MueLu segfaults in DeterminePartitionPlacement for RefMaxwell on serrano for >= 16 nodes
Created by: pwxy
MueLu segfaults in DeterminePartitionPlacement for RefMaxwell on serrano for >= 16 nodes
MueLu segfaults in DeterminePartitionPlacement for RefMaxwell on serrano. Unfortunately I am unable to reproduce this issue on mutrino. Unfortunately the problem is somewhat intermittent. Can first see it on 16 nodes (but run is more likely to succeed than fail on 16 nodes). By 64 nodes it is more likely to fail than succeed. Test case is the awesome blob medium size mesh (refinement=1) with 256 MPI. For 16 node case have 2 OMP threads per MPI. For 64 node case have 8 OMP threads per MPI.
It is failing at line 535 of MueLu_RepartitionFactory_def.hpp in DeterminePartitionPlacement()
// Step 4: Assign unassigned partitions if necessary.

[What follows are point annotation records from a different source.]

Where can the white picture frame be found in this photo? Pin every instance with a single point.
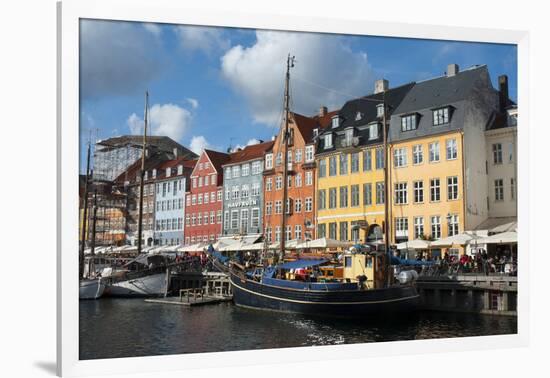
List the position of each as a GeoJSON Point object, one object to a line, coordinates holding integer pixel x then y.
{"type": "Point", "coordinates": [163, 11]}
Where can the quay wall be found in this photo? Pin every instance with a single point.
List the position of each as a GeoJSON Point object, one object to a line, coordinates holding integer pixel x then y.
{"type": "Point", "coordinates": [494, 295]}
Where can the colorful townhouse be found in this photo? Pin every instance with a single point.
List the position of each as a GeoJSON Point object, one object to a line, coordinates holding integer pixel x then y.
{"type": "Point", "coordinates": [204, 200]}
{"type": "Point", "coordinates": [439, 170]}
{"type": "Point", "coordinates": [243, 191]}
{"type": "Point", "coordinates": [172, 182]}
{"type": "Point", "coordinates": [350, 168]}
{"type": "Point", "coordinates": [300, 203]}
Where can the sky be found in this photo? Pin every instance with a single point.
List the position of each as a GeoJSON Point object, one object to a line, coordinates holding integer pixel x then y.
{"type": "Point", "coordinates": [222, 88]}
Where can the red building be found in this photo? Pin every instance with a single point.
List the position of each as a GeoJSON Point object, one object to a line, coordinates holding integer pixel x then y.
{"type": "Point", "coordinates": [204, 201]}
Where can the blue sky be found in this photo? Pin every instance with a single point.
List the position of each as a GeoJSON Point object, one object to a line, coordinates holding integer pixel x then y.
{"type": "Point", "coordinates": [222, 87]}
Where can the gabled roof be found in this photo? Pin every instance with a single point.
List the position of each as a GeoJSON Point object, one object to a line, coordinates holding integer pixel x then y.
{"type": "Point", "coordinates": [252, 152]}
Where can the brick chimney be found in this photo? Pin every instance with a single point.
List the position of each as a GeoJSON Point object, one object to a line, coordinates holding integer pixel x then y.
{"type": "Point", "coordinates": [452, 69]}
{"type": "Point", "coordinates": [381, 86]}
{"type": "Point", "coordinates": [503, 95]}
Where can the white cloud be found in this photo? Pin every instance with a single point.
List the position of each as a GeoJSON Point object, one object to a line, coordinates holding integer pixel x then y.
{"type": "Point", "coordinates": [193, 102]}
{"type": "Point", "coordinates": [202, 38]}
{"type": "Point", "coordinates": [198, 144]}
{"type": "Point", "coordinates": [167, 119]}
{"type": "Point", "coordinates": [257, 72]}
{"type": "Point", "coordinates": [117, 57]}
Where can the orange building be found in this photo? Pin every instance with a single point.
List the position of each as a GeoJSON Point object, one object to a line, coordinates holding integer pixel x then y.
{"type": "Point", "coordinates": [300, 209]}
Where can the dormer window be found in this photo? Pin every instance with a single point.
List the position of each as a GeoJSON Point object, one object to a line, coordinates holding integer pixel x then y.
{"type": "Point", "coordinates": [408, 122]}
{"type": "Point", "coordinates": [380, 110]}
{"type": "Point", "coordinates": [335, 121]}
{"type": "Point", "coordinates": [440, 116]}
{"type": "Point", "coordinates": [328, 141]}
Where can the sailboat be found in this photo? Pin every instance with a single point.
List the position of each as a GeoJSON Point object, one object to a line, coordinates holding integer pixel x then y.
{"type": "Point", "coordinates": [152, 278]}
{"type": "Point", "coordinates": [281, 288]}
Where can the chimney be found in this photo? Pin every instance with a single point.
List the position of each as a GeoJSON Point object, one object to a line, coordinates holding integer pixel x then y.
{"type": "Point", "coordinates": [381, 86]}
{"type": "Point", "coordinates": [503, 92]}
{"type": "Point", "coordinates": [452, 69]}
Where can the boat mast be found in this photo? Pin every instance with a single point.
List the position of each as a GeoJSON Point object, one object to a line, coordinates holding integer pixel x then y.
{"type": "Point", "coordinates": [289, 64]}
{"type": "Point", "coordinates": [84, 216]}
{"type": "Point", "coordinates": [142, 171]}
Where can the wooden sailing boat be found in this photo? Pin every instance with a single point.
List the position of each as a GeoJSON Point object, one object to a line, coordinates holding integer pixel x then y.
{"type": "Point", "coordinates": [273, 288]}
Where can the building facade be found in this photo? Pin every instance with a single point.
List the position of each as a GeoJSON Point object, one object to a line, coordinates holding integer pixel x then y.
{"type": "Point", "coordinates": [300, 206]}
{"type": "Point", "coordinates": [243, 190]}
{"type": "Point", "coordinates": [350, 168]}
{"type": "Point", "coordinates": [172, 183]}
{"type": "Point", "coordinates": [204, 200]}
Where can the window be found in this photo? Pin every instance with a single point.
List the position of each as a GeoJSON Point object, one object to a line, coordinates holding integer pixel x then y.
{"type": "Point", "coordinates": [245, 170]}
{"type": "Point", "coordinates": [435, 190]}
{"type": "Point", "coordinates": [343, 196]}
{"type": "Point", "coordinates": [408, 122]}
{"type": "Point", "coordinates": [418, 227]}
{"type": "Point", "coordinates": [309, 204]}
{"type": "Point", "coordinates": [354, 195]}
{"type": "Point", "coordinates": [436, 226]}
{"type": "Point", "coordinates": [418, 187]}
{"type": "Point", "coordinates": [332, 198]}
{"type": "Point", "coordinates": [452, 188]}
{"type": "Point", "coordinates": [401, 227]}
{"type": "Point", "coordinates": [434, 152]}
{"type": "Point", "coordinates": [328, 140]}
{"type": "Point", "coordinates": [298, 155]}
{"type": "Point", "coordinates": [278, 207]}
{"type": "Point", "coordinates": [499, 190]}
{"type": "Point", "coordinates": [400, 157]}
{"type": "Point", "coordinates": [453, 225]}
{"type": "Point", "coordinates": [298, 205]}
{"type": "Point", "coordinates": [322, 199]}
{"type": "Point", "coordinates": [322, 168]}
{"type": "Point", "coordinates": [310, 153]}
{"type": "Point", "coordinates": [367, 160]}
{"type": "Point", "coordinates": [234, 219]}
{"type": "Point", "coordinates": [332, 230]}
{"type": "Point", "coordinates": [380, 193]}
{"type": "Point", "coordinates": [418, 157]}
{"type": "Point", "coordinates": [497, 153]}
{"type": "Point", "coordinates": [298, 231]}
{"type": "Point", "coordinates": [400, 193]}
{"type": "Point", "coordinates": [379, 158]}
{"type": "Point", "coordinates": [244, 220]}
{"type": "Point", "coordinates": [343, 231]}
{"type": "Point", "coordinates": [355, 162]}
{"type": "Point", "coordinates": [298, 180]}
{"type": "Point", "coordinates": [279, 182]}
{"type": "Point", "coordinates": [344, 164]}
{"type": "Point", "coordinates": [332, 166]}
{"type": "Point", "coordinates": [451, 148]}
{"type": "Point", "coordinates": [309, 178]}
{"type": "Point", "coordinates": [440, 116]}
{"type": "Point", "coordinates": [268, 161]}
{"type": "Point", "coordinates": [367, 194]}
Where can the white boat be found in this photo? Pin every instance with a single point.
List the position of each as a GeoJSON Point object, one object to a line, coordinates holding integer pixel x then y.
{"type": "Point", "coordinates": [91, 288]}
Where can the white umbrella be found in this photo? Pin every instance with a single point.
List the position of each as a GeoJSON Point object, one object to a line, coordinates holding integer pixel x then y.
{"type": "Point", "coordinates": [458, 239]}
{"type": "Point", "coordinates": [414, 244]}
{"type": "Point", "coordinates": [510, 237]}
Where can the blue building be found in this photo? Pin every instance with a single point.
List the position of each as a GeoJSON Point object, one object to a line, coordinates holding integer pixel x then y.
{"type": "Point", "coordinates": [243, 191]}
{"type": "Point", "coordinates": [171, 185]}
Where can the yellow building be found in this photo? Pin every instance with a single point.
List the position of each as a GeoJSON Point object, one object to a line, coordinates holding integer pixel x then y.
{"type": "Point", "coordinates": [427, 184]}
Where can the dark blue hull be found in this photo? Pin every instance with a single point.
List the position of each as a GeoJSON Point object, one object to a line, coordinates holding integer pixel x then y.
{"type": "Point", "coordinates": [346, 303]}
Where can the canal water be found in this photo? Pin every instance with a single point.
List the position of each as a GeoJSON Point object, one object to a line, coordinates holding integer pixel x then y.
{"type": "Point", "coordinates": [111, 328]}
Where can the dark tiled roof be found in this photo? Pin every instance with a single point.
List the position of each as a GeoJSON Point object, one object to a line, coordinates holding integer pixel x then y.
{"type": "Point", "coordinates": [255, 151]}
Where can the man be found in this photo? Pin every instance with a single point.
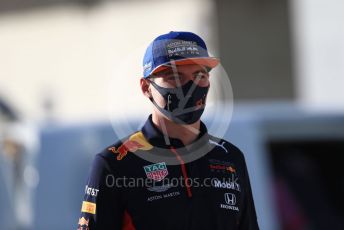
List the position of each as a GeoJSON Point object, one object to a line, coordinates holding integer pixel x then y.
{"type": "Point", "coordinates": [171, 174]}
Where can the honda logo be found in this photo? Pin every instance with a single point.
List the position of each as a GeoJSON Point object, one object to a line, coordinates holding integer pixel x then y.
{"type": "Point", "coordinates": [230, 198]}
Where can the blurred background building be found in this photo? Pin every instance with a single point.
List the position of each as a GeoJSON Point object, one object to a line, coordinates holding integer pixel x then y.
{"type": "Point", "coordinates": [64, 62]}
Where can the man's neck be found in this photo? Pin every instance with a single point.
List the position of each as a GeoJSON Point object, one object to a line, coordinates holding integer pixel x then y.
{"type": "Point", "coordinates": [186, 133]}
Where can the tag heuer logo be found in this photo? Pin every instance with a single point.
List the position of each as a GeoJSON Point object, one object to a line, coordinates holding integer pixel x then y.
{"type": "Point", "coordinates": [156, 171]}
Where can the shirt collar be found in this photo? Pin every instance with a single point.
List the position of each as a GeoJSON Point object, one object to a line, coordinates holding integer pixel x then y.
{"type": "Point", "coordinates": [156, 137]}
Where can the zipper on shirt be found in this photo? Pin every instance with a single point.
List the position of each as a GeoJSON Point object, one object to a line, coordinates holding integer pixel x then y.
{"type": "Point", "coordinates": [183, 167]}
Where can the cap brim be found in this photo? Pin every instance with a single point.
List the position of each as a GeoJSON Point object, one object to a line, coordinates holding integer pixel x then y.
{"type": "Point", "coordinates": [209, 62]}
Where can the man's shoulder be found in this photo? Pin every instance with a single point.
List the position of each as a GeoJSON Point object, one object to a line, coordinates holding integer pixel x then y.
{"type": "Point", "coordinates": [122, 149]}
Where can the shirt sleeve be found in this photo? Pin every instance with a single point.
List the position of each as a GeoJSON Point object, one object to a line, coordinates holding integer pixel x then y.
{"type": "Point", "coordinates": [249, 218]}
{"type": "Point", "coordinates": [102, 207]}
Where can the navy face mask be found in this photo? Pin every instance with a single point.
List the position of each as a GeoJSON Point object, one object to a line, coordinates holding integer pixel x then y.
{"type": "Point", "coordinates": [184, 104]}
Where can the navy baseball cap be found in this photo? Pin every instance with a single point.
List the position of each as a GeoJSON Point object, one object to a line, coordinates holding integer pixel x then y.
{"type": "Point", "coordinates": [179, 48]}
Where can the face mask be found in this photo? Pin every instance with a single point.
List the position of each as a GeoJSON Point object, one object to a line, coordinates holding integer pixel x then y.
{"type": "Point", "coordinates": [184, 104]}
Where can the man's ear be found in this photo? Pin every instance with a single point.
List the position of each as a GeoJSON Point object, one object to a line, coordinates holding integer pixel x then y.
{"type": "Point", "coordinates": [144, 83]}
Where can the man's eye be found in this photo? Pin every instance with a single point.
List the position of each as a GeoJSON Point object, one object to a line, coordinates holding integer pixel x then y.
{"type": "Point", "coordinates": [173, 78]}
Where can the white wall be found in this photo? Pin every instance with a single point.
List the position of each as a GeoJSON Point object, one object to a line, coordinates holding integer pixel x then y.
{"type": "Point", "coordinates": [319, 52]}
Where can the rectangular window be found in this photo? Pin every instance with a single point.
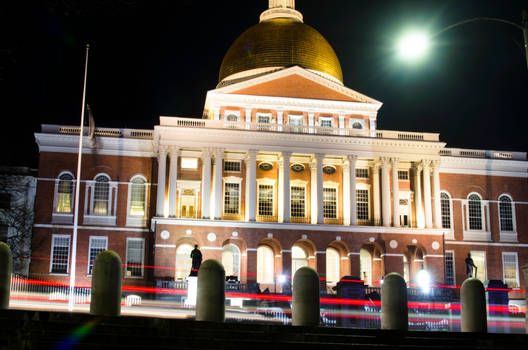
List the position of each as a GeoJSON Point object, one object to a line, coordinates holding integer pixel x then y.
{"type": "Point", "coordinates": [403, 175]}
{"type": "Point", "coordinates": [60, 254]}
{"type": "Point", "coordinates": [233, 166]}
{"type": "Point", "coordinates": [362, 204]}
{"type": "Point", "coordinates": [134, 259]}
{"type": "Point", "coordinates": [450, 267]}
{"type": "Point", "coordinates": [189, 163]}
{"type": "Point", "coordinates": [297, 202]}
{"type": "Point", "coordinates": [510, 269]}
{"type": "Point", "coordinates": [362, 173]}
{"type": "Point", "coordinates": [265, 200]}
{"type": "Point", "coordinates": [231, 198]}
{"type": "Point", "coordinates": [479, 259]}
{"type": "Point", "coordinates": [97, 245]}
{"type": "Point", "coordinates": [330, 203]}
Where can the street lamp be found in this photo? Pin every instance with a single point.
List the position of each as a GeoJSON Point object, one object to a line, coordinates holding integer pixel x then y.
{"type": "Point", "coordinates": [413, 45]}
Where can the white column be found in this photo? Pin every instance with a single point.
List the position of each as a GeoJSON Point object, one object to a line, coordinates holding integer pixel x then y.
{"type": "Point", "coordinates": [375, 193]}
{"type": "Point", "coordinates": [286, 186]}
{"type": "Point", "coordinates": [162, 169]}
{"type": "Point", "coordinates": [418, 196]}
{"type": "Point", "coordinates": [395, 194]}
{"type": "Point", "coordinates": [219, 155]}
{"type": "Point", "coordinates": [436, 193]}
{"type": "Point", "coordinates": [320, 204]}
{"type": "Point", "coordinates": [385, 192]}
{"type": "Point", "coordinates": [352, 159]}
{"type": "Point", "coordinates": [206, 183]}
{"type": "Point", "coordinates": [173, 180]}
{"type": "Point", "coordinates": [427, 194]}
{"type": "Point", "coordinates": [251, 185]}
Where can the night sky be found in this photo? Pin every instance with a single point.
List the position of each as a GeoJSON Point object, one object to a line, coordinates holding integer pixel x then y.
{"type": "Point", "coordinates": [150, 58]}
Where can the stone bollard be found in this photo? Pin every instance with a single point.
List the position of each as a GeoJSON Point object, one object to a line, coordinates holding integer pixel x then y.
{"type": "Point", "coordinates": [6, 267]}
{"type": "Point", "coordinates": [394, 311]}
{"type": "Point", "coordinates": [210, 299]}
{"type": "Point", "coordinates": [473, 306]}
{"type": "Point", "coordinates": [106, 284]}
{"type": "Point", "coordinates": [525, 272]}
{"type": "Point", "coordinates": [305, 295]}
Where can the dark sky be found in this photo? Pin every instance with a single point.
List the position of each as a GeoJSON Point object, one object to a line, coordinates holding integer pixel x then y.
{"type": "Point", "coordinates": [151, 58]}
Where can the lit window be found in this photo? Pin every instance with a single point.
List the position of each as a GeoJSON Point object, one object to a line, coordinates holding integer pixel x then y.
{"type": "Point", "coordinates": [450, 267]}
{"type": "Point", "coordinates": [297, 201]}
{"type": "Point", "coordinates": [265, 264]}
{"type": "Point", "coordinates": [97, 245]}
{"type": "Point", "coordinates": [330, 203]}
{"type": "Point", "coordinates": [445, 208]}
{"type": "Point", "coordinates": [362, 173]}
{"type": "Point", "coordinates": [134, 258]}
{"type": "Point", "coordinates": [137, 197]}
{"type": "Point", "coordinates": [233, 166]}
{"type": "Point", "coordinates": [265, 200]}
{"type": "Point", "coordinates": [189, 163]}
{"type": "Point", "coordinates": [475, 212]}
{"type": "Point", "coordinates": [60, 254]}
{"type": "Point", "coordinates": [231, 260]}
{"type": "Point", "coordinates": [64, 194]}
{"type": "Point", "coordinates": [362, 204]}
{"type": "Point", "coordinates": [101, 195]}
{"type": "Point", "coordinates": [506, 214]}
{"type": "Point", "coordinates": [231, 198]}
{"type": "Point", "coordinates": [510, 269]}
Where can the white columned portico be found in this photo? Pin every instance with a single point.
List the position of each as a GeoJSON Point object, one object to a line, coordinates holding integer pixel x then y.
{"type": "Point", "coordinates": [219, 155]}
{"type": "Point", "coordinates": [395, 194]}
{"type": "Point", "coordinates": [436, 194]}
{"type": "Point", "coordinates": [173, 180]}
{"type": "Point", "coordinates": [162, 169]}
{"type": "Point", "coordinates": [320, 203]}
{"type": "Point", "coordinates": [385, 191]}
{"type": "Point", "coordinates": [206, 183]}
{"type": "Point", "coordinates": [418, 196]}
{"type": "Point", "coordinates": [427, 194]}
{"type": "Point", "coordinates": [352, 159]}
{"type": "Point", "coordinates": [375, 193]}
{"type": "Point", "coordinates": [251, 185]}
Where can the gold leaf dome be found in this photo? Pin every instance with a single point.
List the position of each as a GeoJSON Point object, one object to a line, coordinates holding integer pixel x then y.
{"type": "Point", "coordinates": [277, 43]}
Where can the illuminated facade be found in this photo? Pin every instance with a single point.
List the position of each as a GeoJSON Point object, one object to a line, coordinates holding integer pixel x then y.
{"type": "Point", "coordinates": [285, 169]}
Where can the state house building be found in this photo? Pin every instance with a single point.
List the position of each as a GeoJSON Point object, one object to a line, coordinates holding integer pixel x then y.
{"type": "Point", "coordinates": [285, 169]}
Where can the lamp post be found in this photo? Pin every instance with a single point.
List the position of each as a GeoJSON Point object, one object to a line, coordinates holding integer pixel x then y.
{"type": "Point", "coordinates": [415, 44]}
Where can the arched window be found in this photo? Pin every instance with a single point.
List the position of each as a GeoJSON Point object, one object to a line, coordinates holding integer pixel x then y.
{"type": "Point", "coordinates": [265, 264]}
{"type": "Point", "coordinates": [332, 266]}
{"type": "Point", "coordinates": [506, 213]}
{"type": "Point", "coordinates": [299, 259]}
{"type": "Point", "coordinates": [137, 196]}
{"type": "Point", "coordinates": [365, 266]}
{"type": "Point", "coordinates": [231, 260]}
{"type": "Point", "coordinates": [475, 212]}
{"type": "Point", "coordinates": [101, 195]}
{"type": "Point", "coordinates": [445, 208]}
{"type": "Point", "coordinates": [64, 194]}
{"type": "Point", "coordinates": [183, 261]}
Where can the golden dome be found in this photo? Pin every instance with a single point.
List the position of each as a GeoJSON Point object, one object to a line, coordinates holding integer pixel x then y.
{"type": "Point", "coordinates": [279, 43]}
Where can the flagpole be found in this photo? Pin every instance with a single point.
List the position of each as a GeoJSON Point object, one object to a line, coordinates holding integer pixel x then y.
{"type": "Point", "coordinates": [77, 188]}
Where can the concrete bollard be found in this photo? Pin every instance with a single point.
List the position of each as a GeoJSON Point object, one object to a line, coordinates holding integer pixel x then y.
{"type": "Point", "coordinates": [106, 284]}
{"type": "Point", "coordinates": [473, 306]}
{"type": "Point", "coordinates": [305, 295]}
{"type": "Point", "coordinates": [394, 310]}
{"type": "Point", "coordinates": [6, 267]}
{"type": "Point", "coordinates": [525, 272]}
{"type": "Point", "coordinates": [210, 299]}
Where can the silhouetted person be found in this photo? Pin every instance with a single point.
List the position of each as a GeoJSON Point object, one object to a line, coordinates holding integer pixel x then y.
{"type": "Point", "coordinates": [196, 256]}
{"type": "Point", "coordinates": [469, 266]}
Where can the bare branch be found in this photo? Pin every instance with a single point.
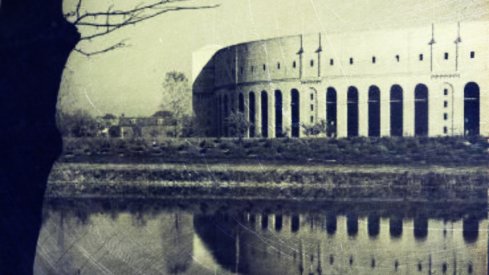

// We do that through random matching for remaining partitions. Not all part numbers are valid, but valid parts are a
// subset of [0, numProcs). The reason it is done this way is that we don't need any extra communication, as we don't
// need to know which parts are valid.
// TODO The cost of this loop is numprocs*log(numprocs), as match is a std::set(). Can this cost be reduced?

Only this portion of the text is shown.